Duration: 9 months
This study aims to investigate and model the dynamic behavior of ball bearing cages used in space mechanisms, with the objective of reducing microvibrations at their source. Microvibrations are a critical concern for high-precision payloads, and a port of these disturbances originate from internal dynamic forces within the bearing. Building upon the Butterfly cage concept, originally developed to prevent cage instability by design, this project will explore how such design, and any others, can be further evolved to eliminate unstable regimes but also to expand the domain of stable operation. More particularly, the innovation of this study lies primarily in the discovery and characterization of a “jostled” state, which opens new perspectives for controlling microvibrations at their root cause across all bearing designs, including but not limited to the Butterfly cage.
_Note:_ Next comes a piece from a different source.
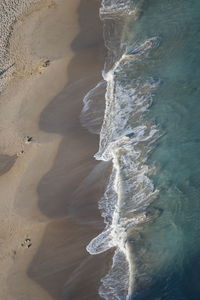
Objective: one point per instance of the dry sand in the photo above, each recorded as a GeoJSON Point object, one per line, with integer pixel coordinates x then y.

The study will classify cage motion into three regimes, stable, jostled, and unstable, based on physical indicators such as cage center motion, ball/cage interaction forces, and the resulting force spectrum. The goal in the next phases will be to identify design improvements that reduce the probability of instability, minimize jostling behavior, and increase the stable regime, thereby reducing internal force fluctuations and the microvibrations they produce.
By addressing the problem at the component level, this study supports the development of intrinsically low-disturbance bearing technologies. The findings are expected to inform future bearing designs for space applications and provide a basis for their implementation in missions requiring high precision and stability.